Please file a bug ticket - this is likewise unlikely to be a regression because the underlying window is simply a Plasma dialog, and I'm skeptical of the chances of an easy applet-side fix, but it's worth investigating.

> 6.

I'll look into that.

> Also, has Icon Tasks been ported, or will it be ported?

As far as the original Icon Tasks goes I can't speak for its maintainer, but I do plan to implement its behavior based on the new codebase,

By eike hein at Mon, 07/29/2013 - 08:22

There was a QML desktop container proof of concept. Where's that proof of concept going? The current desktop has some serious limitations and the PoC as is was very useful. Will that proof of concept be expanded? Can we have a QML desktop containment in PW1, while we wait for the real goodies in PW2?

By Alejandro Nova at Mon, 07/29/2013 - 12:55

Sebastian Kügler has been rocking away on the QML new desktop containment. I believe he's focused on Plasma 2 at this point, though ... I'll ring him to chime in here.

By eike hein at Mon, 07/29/2013 - 12:57

The QML containment is quite usable and useful on Plasma Desktop, so feel free to install it, and have fun with that. I have in fact a few people seen using it, and didn't get many complaints. You can find instructions to install it here: http://vizzzion.org/blog/2013/01/desktop-containment-moving-to-plasma-quick/

The focus has shifted to Plasma 2, however, and this particular containment has already been ported to work with Plasma Workspaces 2. It's likely going to be the default there.

By sebas at Mon, 07/29/2013 - 13:40

In fact, I noticed some issues I had with the QML desktop containment in KDE 4.10 (handles incorrectly sized) disappeared in KDE 4.11, so, thanks for such a good work, Sebastian. Also, the fact that in KDE 4.11 the new containment has no cashew has to be advertised properly.

With minor touches, your PoC can be the default for SC 4.12, while we wait until Plasma Workspaces 2.
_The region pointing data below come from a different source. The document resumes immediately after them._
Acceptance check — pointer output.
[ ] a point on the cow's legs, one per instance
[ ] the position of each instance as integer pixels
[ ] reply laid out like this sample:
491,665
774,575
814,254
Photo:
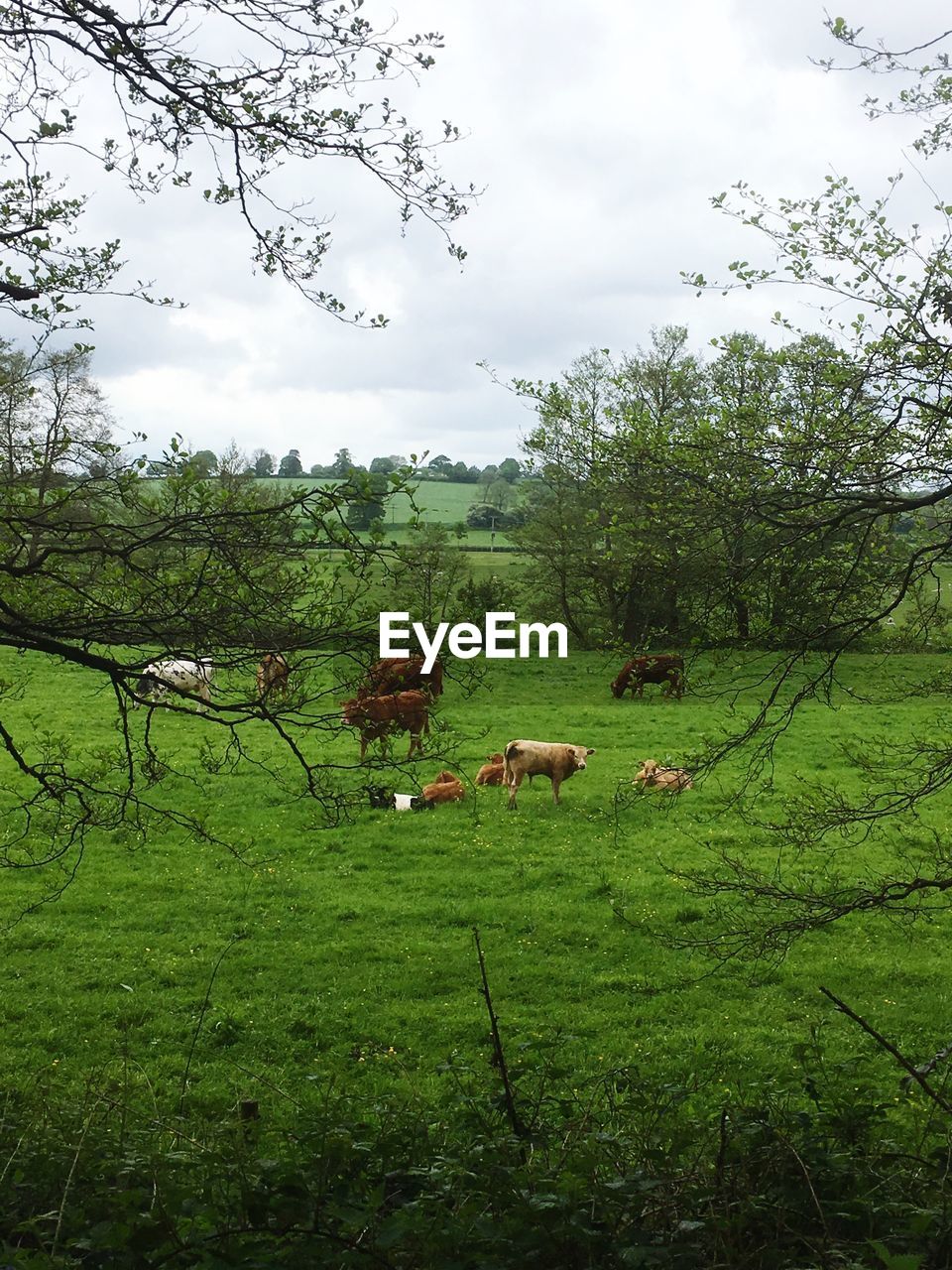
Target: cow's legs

By Alejandro Nova at Mon, 07/29/2013 - 22:04

Currently the scroll wheel switches through all windows in the taskbar, but I think a better behavior would be to have scroll up on a task widget to raise the window to the foreground and a scroll down to minimize it. This is, in my opinion, nicer than clicking because if you accidentally click on a window already on the foreground it'll minimize, while scrolling up would just keep it in the foreground (and the same for accidentally clicking or scrolling down on an already minimized window).

By José Pedro at Mon, 07/29/2013 - 19:15

Meh, I'll really miss the drag-to-another-workspace feature, I do use that semi-frequently. Any chance this might get re-added in subsequent 4.11.x versions?